I made bad experiences with chiropractic. Try to strenghten your body and watch your posture. Try mobility or yoga.
 

Kotaix

Senior Don Juan
Joined
Apr 29, 2019
Messages
300
Reaction score
226
Age
41
I get horrible shoulder pains sometimes and I've found that a lot of it has to do with the fact that I sit behind a computer most of the day at work. Ironically, it's the mouse that fvcks up my back and neck. I've cured the problem just by adjusting my seat height on more than one occasion.

It might also be your bed, I've gotten horrible back pains from sleeping on beds that I'm not used to.
 

AttackFormation

Master Don Juan
Joined
Apr 2, 2014
Messages
2,463
Reaction score
1,772
Age
26
Location
Sweden
I've gone nearly a month without sitting now as part of my new lifestyle of moving, standing or lying down, having gotten rid of my desk chair.

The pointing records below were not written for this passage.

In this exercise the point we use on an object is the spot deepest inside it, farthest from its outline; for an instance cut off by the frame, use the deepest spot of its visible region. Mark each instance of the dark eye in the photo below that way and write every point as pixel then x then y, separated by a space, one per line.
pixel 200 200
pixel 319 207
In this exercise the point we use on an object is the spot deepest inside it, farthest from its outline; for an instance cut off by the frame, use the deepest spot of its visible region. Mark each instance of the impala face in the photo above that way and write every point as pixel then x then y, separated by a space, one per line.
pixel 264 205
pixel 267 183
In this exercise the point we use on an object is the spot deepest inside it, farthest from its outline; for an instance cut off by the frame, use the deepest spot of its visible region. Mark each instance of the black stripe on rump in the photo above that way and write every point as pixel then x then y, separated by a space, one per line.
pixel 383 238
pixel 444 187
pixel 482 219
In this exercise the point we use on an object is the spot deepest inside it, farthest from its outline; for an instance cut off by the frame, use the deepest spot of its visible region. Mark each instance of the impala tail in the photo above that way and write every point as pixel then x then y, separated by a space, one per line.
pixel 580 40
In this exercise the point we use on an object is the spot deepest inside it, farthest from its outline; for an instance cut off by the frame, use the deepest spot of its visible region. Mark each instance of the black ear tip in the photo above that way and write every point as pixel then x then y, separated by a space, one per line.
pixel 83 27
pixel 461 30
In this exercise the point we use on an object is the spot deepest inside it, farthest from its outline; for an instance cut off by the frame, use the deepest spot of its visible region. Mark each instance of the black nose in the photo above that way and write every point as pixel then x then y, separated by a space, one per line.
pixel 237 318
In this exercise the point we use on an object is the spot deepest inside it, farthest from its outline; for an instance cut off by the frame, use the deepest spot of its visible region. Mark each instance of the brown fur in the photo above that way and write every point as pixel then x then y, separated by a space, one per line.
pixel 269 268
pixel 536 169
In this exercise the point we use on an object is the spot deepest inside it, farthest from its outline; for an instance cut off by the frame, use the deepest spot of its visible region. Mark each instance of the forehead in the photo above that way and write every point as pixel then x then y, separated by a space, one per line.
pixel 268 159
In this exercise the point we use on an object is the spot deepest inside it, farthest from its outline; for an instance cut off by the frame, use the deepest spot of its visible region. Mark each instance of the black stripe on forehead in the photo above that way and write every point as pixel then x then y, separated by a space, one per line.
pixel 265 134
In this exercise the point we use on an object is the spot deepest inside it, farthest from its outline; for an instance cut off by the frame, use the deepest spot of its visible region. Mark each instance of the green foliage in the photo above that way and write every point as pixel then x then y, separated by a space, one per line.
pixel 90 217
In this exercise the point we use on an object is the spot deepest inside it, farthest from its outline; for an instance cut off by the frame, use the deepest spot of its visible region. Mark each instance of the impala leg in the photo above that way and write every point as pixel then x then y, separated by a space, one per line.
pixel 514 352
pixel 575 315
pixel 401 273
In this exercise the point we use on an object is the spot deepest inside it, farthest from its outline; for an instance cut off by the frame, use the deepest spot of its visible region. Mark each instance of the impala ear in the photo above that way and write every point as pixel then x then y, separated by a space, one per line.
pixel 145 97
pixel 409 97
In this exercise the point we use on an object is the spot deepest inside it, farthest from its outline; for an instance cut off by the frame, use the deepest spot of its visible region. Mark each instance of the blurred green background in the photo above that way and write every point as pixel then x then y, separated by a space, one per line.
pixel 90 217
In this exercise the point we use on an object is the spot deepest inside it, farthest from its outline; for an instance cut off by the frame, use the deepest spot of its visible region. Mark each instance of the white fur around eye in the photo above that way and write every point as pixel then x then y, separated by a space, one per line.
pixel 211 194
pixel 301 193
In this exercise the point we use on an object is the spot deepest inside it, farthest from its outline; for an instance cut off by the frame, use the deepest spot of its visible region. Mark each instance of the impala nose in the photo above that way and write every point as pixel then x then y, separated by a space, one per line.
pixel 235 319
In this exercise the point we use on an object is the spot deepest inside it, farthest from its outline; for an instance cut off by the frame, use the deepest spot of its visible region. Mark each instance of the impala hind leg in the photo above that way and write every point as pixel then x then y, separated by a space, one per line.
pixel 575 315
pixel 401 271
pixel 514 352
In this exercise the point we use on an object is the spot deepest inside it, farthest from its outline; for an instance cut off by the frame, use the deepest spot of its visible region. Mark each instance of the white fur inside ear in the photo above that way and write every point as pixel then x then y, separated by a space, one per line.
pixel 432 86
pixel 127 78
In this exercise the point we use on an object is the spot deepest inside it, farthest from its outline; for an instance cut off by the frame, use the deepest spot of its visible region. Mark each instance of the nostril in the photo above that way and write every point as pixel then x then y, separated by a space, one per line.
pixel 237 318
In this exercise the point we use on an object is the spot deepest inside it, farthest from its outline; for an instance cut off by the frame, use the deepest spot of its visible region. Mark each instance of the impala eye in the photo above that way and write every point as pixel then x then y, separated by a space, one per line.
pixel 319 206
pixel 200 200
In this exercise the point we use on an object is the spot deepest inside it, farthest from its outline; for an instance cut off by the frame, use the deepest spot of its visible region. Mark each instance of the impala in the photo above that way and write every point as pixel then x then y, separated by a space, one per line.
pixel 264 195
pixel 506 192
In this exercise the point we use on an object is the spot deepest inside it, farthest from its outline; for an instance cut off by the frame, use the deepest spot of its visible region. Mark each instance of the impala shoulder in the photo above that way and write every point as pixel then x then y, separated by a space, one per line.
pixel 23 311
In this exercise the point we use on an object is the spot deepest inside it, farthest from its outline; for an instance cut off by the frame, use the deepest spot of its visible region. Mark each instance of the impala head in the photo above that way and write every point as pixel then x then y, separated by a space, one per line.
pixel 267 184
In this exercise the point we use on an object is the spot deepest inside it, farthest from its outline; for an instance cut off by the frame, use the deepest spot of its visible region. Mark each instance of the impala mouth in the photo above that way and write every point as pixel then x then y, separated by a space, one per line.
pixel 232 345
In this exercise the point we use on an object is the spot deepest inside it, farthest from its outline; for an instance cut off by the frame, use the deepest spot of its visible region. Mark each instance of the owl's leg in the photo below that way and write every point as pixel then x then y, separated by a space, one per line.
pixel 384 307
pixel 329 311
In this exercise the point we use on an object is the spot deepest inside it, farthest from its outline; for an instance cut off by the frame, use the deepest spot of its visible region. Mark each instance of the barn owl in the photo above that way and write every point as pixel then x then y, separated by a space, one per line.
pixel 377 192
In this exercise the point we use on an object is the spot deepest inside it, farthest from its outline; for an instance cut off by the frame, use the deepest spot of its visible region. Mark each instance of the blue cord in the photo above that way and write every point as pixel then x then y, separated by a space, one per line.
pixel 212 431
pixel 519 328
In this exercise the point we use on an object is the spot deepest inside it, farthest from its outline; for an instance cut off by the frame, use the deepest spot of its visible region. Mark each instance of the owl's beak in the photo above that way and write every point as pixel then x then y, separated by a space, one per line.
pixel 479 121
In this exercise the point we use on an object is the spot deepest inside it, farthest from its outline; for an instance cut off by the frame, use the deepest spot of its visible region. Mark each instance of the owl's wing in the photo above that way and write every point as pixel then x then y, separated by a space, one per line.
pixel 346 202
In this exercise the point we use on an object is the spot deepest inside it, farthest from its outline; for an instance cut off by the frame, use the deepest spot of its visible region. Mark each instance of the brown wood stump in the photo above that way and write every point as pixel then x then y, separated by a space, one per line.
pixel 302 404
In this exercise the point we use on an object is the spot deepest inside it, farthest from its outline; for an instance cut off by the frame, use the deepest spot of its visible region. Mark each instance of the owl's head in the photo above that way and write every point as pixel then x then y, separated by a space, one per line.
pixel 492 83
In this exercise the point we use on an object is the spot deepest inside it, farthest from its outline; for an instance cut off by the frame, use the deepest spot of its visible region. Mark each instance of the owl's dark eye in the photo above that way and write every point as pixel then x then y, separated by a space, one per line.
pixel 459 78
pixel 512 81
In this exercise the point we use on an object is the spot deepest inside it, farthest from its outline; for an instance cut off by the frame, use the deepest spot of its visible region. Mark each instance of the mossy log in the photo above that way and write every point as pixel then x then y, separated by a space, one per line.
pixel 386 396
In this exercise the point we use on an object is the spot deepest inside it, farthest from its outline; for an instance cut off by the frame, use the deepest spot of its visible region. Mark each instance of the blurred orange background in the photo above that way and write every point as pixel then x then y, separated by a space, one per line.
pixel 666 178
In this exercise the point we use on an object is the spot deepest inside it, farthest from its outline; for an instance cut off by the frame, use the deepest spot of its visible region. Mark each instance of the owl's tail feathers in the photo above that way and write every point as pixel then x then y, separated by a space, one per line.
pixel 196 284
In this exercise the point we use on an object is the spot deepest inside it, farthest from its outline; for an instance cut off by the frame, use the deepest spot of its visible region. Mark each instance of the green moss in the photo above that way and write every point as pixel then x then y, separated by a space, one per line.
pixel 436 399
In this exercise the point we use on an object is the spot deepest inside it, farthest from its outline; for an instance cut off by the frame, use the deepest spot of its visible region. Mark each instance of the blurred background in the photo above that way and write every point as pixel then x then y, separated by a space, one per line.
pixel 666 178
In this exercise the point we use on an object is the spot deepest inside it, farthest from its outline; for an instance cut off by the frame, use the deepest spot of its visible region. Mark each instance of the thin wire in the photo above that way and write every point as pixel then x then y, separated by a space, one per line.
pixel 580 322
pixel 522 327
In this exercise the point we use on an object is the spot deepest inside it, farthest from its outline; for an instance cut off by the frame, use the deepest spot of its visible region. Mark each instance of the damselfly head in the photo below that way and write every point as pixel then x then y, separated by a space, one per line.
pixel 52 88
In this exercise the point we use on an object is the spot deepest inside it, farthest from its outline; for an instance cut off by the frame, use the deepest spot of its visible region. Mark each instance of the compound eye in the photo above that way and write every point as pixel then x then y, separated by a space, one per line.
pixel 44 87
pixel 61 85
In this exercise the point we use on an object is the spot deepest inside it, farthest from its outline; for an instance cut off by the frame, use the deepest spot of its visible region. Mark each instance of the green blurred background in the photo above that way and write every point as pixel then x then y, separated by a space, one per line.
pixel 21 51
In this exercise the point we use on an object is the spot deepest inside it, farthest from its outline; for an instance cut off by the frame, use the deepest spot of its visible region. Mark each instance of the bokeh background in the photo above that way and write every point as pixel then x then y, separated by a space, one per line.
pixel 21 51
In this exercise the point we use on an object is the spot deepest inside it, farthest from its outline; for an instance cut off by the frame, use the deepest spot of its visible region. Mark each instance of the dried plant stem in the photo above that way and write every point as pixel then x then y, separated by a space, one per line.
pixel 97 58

I have NO pain anywhere in my body anymore, and no tightness. I don't sit anymore unless I have no other choice.

Stop sitting and your body will heal. I can now verify that. Try it out for yourself.
 

switch7

Master Don Juan
Joined
Dec 20, 2014
Messages
546
Reaction score
263
Location
uk
I've gone nearly a month without sitting now as part of my new lifestyle of moving, standing or lying down, having gotten rid of my desk chair. I have NO pain anywhere in my body anymore, and no tightness. I don't sit anymore unless I have no other choice.

Stop sitting and your body will heal. I can now verify that. Try it out for yourself.
I tried a standing desk but it after around 30 mins I start to get joint pain on the inside of my knees from locking out my legs and it gets pretty painful. I can't stand in the same place for long..

But yea we aren't built to sit, we are built to squat/crouch or stand.
 

AttackFormation

Master Don Juan
Joined
Apr 2, 2014
Messages
2,463
Reaction score
1,772
Age
26
Location
Sweden
I tried a standing desk but it after around 30 mins I start to get joint pain on the inside of my knees from locking out my legs and it gets pretty painful. I can't stand in the same place for long..

But yea we aren't built to sit, we are built to squat/crouch or stand.
Fix your standing leg posture lol. Humans aren't supposed to be in acute pain from standing up. Move around slightly too.